This video captures the incredible City Arts-produced opening and closing ceremonies for the Cerebral Palsy World Games 2015 at Harvey Hadden Stadium, Nottingham.

The opening ceremony was directed by acclaimed actor/director Jamie Beddard, who has cerebral palsy. Its theme was ‘Aspirations’, focusing on the athletes’ hopes for the competition, their expectations for the Games and the hard work they have invested into training for the event.

The ceremony kicked off with a procession of the athletes led by Queens from East Midlands’ carnival troupes. An amazing group of dancers, assembled and choreographed by Dance4, alongside actors from Unanima Theatre Company led the audience through a story inspired by artwork created by pupils Nottingham’s Seely Primary School.

In the run up to the event the schoolchildren were invited to produce illustrations exploring the idea of ‘Aspirations.
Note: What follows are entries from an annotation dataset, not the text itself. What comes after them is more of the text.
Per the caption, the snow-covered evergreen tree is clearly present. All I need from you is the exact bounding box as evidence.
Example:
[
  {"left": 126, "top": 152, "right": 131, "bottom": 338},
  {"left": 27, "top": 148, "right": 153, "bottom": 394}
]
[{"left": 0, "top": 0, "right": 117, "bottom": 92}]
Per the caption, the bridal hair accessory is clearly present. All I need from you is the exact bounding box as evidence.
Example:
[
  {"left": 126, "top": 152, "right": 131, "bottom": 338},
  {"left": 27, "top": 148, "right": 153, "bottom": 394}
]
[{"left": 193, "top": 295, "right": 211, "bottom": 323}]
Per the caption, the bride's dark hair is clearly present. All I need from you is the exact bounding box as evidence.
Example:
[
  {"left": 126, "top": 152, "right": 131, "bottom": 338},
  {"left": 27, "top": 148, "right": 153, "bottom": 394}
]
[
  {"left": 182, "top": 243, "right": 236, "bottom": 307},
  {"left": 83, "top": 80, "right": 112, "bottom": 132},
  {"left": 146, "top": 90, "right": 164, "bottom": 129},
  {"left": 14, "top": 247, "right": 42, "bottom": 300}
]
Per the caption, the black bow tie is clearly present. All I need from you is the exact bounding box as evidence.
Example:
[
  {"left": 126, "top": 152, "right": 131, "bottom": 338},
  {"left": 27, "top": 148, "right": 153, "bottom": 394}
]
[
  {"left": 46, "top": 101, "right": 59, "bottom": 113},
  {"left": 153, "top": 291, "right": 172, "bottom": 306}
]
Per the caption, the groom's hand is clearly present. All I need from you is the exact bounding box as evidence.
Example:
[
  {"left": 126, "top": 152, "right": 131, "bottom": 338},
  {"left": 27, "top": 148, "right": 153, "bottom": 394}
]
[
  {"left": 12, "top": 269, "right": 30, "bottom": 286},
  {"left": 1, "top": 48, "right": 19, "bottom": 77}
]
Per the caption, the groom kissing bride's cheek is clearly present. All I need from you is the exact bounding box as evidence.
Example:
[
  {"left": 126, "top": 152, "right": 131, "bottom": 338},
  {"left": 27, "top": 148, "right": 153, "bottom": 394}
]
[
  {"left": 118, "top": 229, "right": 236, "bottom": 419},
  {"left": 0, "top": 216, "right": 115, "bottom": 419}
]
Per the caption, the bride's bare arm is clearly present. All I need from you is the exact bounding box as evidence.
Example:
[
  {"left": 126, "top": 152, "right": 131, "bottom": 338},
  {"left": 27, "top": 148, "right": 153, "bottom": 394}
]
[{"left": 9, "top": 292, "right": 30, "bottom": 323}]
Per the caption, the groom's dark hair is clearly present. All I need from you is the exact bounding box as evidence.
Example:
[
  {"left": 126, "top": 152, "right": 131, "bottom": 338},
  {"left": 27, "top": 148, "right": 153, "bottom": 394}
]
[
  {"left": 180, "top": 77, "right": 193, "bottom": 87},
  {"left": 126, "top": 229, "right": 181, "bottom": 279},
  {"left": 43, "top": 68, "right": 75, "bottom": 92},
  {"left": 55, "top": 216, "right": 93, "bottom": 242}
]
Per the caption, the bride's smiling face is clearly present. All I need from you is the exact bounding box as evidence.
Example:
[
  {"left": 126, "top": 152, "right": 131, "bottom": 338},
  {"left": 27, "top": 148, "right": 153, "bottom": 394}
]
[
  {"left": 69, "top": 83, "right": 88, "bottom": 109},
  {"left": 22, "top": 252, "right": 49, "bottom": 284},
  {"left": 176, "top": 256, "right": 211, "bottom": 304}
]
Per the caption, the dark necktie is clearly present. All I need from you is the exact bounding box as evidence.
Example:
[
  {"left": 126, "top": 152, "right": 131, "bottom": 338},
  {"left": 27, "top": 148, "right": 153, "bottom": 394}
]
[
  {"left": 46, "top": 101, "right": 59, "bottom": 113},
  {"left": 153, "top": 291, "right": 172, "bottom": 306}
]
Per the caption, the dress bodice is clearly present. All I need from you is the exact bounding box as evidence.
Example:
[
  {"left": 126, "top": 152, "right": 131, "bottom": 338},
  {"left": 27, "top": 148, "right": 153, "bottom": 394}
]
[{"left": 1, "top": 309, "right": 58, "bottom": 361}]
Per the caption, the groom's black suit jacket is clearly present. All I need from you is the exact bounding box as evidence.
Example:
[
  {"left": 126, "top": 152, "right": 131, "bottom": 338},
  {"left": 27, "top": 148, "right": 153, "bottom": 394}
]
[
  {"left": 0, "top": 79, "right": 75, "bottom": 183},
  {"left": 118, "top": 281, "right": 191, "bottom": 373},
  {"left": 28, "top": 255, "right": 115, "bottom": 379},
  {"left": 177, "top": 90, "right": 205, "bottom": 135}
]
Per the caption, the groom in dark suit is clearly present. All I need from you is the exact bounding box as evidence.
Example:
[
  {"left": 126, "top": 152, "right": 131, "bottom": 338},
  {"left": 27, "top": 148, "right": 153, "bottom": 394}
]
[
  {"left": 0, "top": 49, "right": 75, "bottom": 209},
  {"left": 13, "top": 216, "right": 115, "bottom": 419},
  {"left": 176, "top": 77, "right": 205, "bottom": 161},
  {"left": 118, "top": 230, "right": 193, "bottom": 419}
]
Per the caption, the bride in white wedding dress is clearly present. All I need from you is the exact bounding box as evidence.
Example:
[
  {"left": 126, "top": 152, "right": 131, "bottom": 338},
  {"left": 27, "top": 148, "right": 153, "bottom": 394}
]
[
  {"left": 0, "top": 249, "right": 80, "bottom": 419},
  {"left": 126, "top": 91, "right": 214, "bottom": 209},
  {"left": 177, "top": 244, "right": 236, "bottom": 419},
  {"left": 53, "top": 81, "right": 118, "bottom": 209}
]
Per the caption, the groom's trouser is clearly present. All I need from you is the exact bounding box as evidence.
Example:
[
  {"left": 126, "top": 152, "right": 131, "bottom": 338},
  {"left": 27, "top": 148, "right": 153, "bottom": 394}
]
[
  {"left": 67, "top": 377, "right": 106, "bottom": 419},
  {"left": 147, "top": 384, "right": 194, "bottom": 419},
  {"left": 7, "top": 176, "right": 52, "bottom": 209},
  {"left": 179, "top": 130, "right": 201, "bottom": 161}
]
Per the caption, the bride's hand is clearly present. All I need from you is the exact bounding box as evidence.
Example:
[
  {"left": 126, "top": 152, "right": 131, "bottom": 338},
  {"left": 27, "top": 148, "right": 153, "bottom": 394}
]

Ali Petty from Kinetika, and artist Jessica Kemp, transferred their beautiful drawings onto huge brightly coloured silk discs, which featured heavily in the opening.

Magical moments from Extraordinary Bodies, a partnership between Diverse City and Cirque Bijou, punctuated the show, including an incredible performance by aerial artist Karina Jones, who has a visual impairment. Composer Damian Coldwell and electronic musician Si Tew provided an impressive and insistent soundtrack to the night, interspersed with samba rhythms from a band of Nottingham musicians, led by Ceri Howels and Michael Davis,.

Jamie’s production for the Closing Ceremony focused on ‘Transformations’: reflecting the athletes’ experience of the Games, the new friendships they had developed and their sporting achievements. Opening with an athlete’s procession led by Zodiac All-Stars’ colourful carnival kings, with Stickman Higgins and Mark Evans keeping the audience warmed up, it featured two inspiring illuminated dance pieces: a performance by young people from Cauldwell House children’s home and a beautiful routine, choreographed by Extraordinary Bodies’ Claire Hodgson, in which local people and performers danced with glowing umbrellas.